The Huffington Post | National Review | Twitter | TechCrunch
Michelle Obama's speech to the Democratic National Convention Tuesday left members of the news media gasping for superlatives, Rebecca Shapiro writes in The Huffington Post.

CNN's Anderson Cooper tweeted that he has "never heard such a well delivered speech by a first lady ever." CNN's Wolf Blitzer echoed these sentiments, calling the speech "a grand slam." John King noted that Obama's speech was going to be "hard to top." CNN's Donna Brazile summed up the feeling in the convention center, tweeting "Love is in the air.

In his daily Morning Jolt email, the National Review's Jim Geraghty writes, "I actually thought Michelle Obama had a really good speech, probably as good a case as can be made for Obama under these circumstances."

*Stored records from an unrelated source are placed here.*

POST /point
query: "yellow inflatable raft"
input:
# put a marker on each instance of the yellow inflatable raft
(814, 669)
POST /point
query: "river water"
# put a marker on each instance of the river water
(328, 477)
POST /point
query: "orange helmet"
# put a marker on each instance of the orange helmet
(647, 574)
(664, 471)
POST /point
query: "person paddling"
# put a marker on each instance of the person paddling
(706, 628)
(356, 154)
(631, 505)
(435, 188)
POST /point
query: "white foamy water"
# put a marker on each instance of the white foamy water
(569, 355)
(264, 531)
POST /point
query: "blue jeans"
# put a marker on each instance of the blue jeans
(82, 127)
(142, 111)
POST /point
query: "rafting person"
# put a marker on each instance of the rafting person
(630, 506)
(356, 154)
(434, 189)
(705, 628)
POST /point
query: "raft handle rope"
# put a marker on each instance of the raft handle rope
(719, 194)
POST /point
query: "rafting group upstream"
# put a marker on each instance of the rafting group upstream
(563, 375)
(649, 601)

And if you accept the notion that the number of tweets sent during an event is a useful journalistic metric, Twitter has stats for you. Three million DNC-related tweets flew Tuesday night, compared with four million over the course of the entire Republican National Convention, Adam Sharp writes. Also:

Among tonight’s keynotes, First Lady Michelle Obama’s (@MichelleObama) primetime speech peaked at 28,003 Tweets per minute (TPM) at its conclusion — nearly double Republican candidate Mitt Romney’s (@MittRomney) 14,289 peak. One line in her speech this evening — “we've got so much more to do” — saw 22,004 TPM.

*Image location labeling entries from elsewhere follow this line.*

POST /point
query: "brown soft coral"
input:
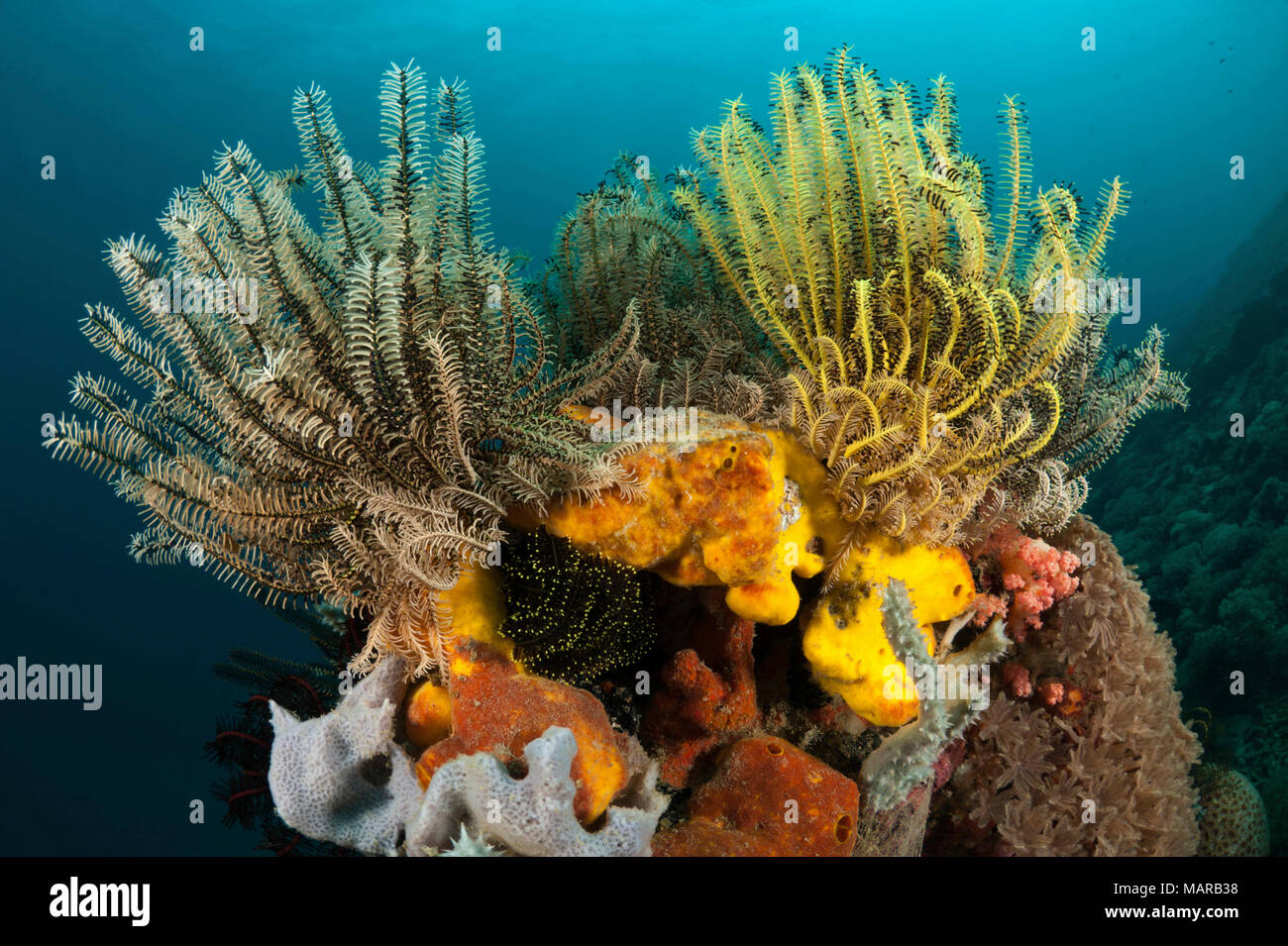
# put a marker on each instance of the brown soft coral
(1031, 770)
(767, 798)
(707, 691)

"The next step though is for a sentiment analysis company to step in and tell us what all of these tweets mean for each party," Drew Olanoff writes in TechCrunch. (My guess? It simply bears out Pew's recent report that more Democrats than Republicans use social networks to talk politics.)

Back to the speech: Who wrote this triumph? Atlantic Digital Editor Bob Cohn tweeted that Bob Schieffer had reported Obama wrote the speech herself, a claim that seems at odds with the laws of physics in federal Washington: Surely someone is gonna try to take credit for this thing.

In a New York Times piece published Monday, Jodi Kantor wrote "Behind the scenes, Mrs. Obama’s advocacy for her husband can be so forceful that speechwriters have had to tone it down over the years for public presentation, aides say."